In [1]:
# Python version
import sys
print('Python: {}'.format(sys.version))
# scipy
import scipy
print('scipy: {}'.format(scipy.__version__))
# numpy
import numpy
print('numpy: {}'.format(numpy.__version__))
# matplotlib
import matplotlib
print('matplotlib: {}'.format(matplotlib.__version__))
# pandas
import pandas
print('pandas: {}'.format(pandas.__version__))
# scikit-learn
import sklearn
print('sklearn: {}'.format(sklearn.__version__))

# In addition to the online example, these packages below help dealinf with the file system
import glob
import os


Python: 3.6.1 |Anaconda custom (64-bit)| (default, May 11 2017, 13:25:24) [MSC v.1900 64 bit (AMD64)]
scipy: 0.19.1
numpy: 1.12.1
matplotlib: 2.0.2
pandas: 0.20.3
sklearn: 0.18.1

In [2]:
# Load libraries
import pandas
from pandas.tools.plotting import scatter_matrix
import matplotlib.pyplot as plt
from sklearn import model_selection
from sklearn.metrics import classification_report
from sklearn.metrics import confusion_matrix
from sklearn.metrics import accuracy_score
from sklearn.linear_model import LogisticRegression
from sklearn.tree import DecisionTreeClassifier
from sklearn.neighbors import KNeighborsClassifier
from sklearn.discriminant_analysis import LinearDiscriminantAnalysis
from sklearn.naive_bayes import GaussianNB
from sklearn.svm import SVC

In [12]:
# Set the directory to parse, and the column names
dir = "C:/Users/Adam Shelboourne/Uni/Physics/Astr310/Python/mu/daily/"
#dir = "/Users/AdamShelbourne/Uni/Physics/Astr310/Python/sso/daily"

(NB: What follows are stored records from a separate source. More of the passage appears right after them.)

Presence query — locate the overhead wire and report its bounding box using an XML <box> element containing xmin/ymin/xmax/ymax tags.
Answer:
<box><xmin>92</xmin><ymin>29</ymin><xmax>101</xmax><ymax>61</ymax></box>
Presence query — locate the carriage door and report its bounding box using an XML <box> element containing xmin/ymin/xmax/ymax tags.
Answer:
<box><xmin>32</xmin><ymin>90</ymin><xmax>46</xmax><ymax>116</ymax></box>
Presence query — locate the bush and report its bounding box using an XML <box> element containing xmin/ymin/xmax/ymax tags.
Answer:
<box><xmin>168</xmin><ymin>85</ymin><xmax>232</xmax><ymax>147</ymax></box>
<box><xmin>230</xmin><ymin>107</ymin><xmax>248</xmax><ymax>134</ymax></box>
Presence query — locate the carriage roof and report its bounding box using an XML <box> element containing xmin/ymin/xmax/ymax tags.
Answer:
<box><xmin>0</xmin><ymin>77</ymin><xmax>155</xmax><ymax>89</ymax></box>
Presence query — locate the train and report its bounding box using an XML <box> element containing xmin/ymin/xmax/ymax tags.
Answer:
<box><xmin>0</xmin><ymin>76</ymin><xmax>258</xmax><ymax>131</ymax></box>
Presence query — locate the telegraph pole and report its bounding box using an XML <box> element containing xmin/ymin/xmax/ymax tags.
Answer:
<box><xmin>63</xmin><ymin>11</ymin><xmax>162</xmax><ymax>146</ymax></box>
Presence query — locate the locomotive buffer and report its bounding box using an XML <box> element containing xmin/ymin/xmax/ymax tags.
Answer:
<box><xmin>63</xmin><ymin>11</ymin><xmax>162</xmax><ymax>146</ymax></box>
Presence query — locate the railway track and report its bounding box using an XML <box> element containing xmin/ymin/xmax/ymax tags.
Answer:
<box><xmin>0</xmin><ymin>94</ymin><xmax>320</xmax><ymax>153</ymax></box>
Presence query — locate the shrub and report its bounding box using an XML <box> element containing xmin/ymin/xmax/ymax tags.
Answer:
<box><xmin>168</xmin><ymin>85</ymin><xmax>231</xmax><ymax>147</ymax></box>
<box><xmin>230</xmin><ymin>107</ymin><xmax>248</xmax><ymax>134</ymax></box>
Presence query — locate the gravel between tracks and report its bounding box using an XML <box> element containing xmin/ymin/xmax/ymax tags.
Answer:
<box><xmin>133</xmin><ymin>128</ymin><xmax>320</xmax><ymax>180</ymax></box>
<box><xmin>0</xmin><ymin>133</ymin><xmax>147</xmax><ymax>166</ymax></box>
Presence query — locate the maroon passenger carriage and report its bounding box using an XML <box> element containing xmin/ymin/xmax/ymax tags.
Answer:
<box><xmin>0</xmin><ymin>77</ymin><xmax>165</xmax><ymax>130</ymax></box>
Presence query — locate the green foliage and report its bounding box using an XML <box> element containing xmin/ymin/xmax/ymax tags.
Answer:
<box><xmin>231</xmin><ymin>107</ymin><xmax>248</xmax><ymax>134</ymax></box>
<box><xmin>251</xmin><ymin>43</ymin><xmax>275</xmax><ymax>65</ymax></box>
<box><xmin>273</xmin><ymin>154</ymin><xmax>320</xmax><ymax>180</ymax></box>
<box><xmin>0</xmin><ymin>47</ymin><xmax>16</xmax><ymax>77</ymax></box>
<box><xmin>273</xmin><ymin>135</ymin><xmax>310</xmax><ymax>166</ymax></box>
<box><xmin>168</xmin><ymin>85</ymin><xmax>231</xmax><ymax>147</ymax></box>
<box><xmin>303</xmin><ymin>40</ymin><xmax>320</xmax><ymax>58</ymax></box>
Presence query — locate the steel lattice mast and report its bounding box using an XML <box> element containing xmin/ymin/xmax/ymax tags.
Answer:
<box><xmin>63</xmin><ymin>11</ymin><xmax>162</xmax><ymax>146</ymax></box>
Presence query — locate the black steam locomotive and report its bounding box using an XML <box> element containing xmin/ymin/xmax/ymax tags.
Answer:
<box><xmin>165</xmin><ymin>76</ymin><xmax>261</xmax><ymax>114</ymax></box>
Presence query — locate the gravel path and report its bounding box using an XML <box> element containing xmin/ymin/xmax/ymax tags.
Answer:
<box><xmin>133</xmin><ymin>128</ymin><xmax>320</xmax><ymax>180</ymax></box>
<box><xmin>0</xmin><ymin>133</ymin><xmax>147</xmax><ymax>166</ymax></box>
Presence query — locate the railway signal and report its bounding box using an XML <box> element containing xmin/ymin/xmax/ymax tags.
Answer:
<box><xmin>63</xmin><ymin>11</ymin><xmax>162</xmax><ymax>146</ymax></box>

# Set the column names for the data
names = ['UTCDateTime', 'LocalDateTime', 'Temperature', 'Counts', 'Frequency', 'MSAS']

In [13]:
# Set the common time grid onto which each night is sampled. The common grid 
# is defined by the start time defined below, and the number of hours from that time
beginh = 16 # Hour of start time (hour)
beginm = 30 # Hour of start time (minute)
nhrs = 15   # Number of hours to extend time grid

# Output file name for storing the big 2D array of resampled SQM values. Remove the file
# if it already exists.
outfile = dir + 'all_data.dat'
os.remove(outfile) if os.path.exists(outfile) else None

# Open up files for the outputs. There is one for the SQM float values, and another for
# storing the data of each night. These are merged later, but couldn't easily see how to
# do this directly in one file, due to mixed data types.
f=open(dir+'all_data.dat') #,'a+b')
f2=open(dir+'dates.dat','w')

# Parse the data directory and pick up all the relevant data file names. Note that the directory
# listing will set the order of the files. The default pysqm.py output files are dated, so this should
# be OK.
for name in glob.glob(dir+'20*.dat'):
# Read in the data set
    dataset = pandas.read_csv(name,comment="#",sep=';',names=names)
#Establish Local Time as index
    times = pandas.to_datetime(dataset['LocalDateTime'])
    dataset.index=times
# Set up the common time span, but adapted for the current data's date
    rng = pandas.date_range(pandas.to_datetime(dataset['LocalDateTime']).dt.date[0] + pandas.DateOffset(hours=beginh,minutes=beginm), periods=nhrs*60, freq='T')
# Set the new time grid as the index
    d = {'Date' : pandas.Series(rng)}
    df = pandas.DataFrame(d)
    dates = pandas.to_datetime(df['Date'])
    df.index = dates
# Resample the original data to minutes, spanning the common grid
    start = dates.min().strftime('%H:%M:%S')
    end = dates.max().strftime('%H:%M:%S')
    sub = dataset.between_time(start_time=start,end_time=end,include_start=True,include_end=True).resample('T').mean().interpolate(method='linear')
# Combine data with this grid, thus putting it on the common frame
    comb = df.join(sub['MSAS'])
# Save data as new line in output file
    numpy.savetxt(f,[numpy.array(comb['MSAS'])[0:(nhrs*60)-1]])
    f2.write(str(pandas.to_datetime(dataset['LocalDateTime']).dt.date[0])+'\n')

# Close the files
f.close()
f2.close()


---------------------------------------------------------------------------
FileNotFoundError                         Traceback (most recent call last)
<ipython-input-13-0b3402533a1a> in <module>()
     13 # storing the data of each night. These are merged later, but couldn't easily see how to
     14 # do this directly in one file, due to mixed data types.
---> 15 f=open(dir+'all_data.dat') #,'a+b')
     16 f2=open(dir+'dates.dat','w')
     17 

FileNotFoundError: [Errno 2] No such file or directory: 'C:/Users/Adam Shelboourne/Uni/Physics/Astr310/Python/mu/daily/all_data.dat'

In [ ]: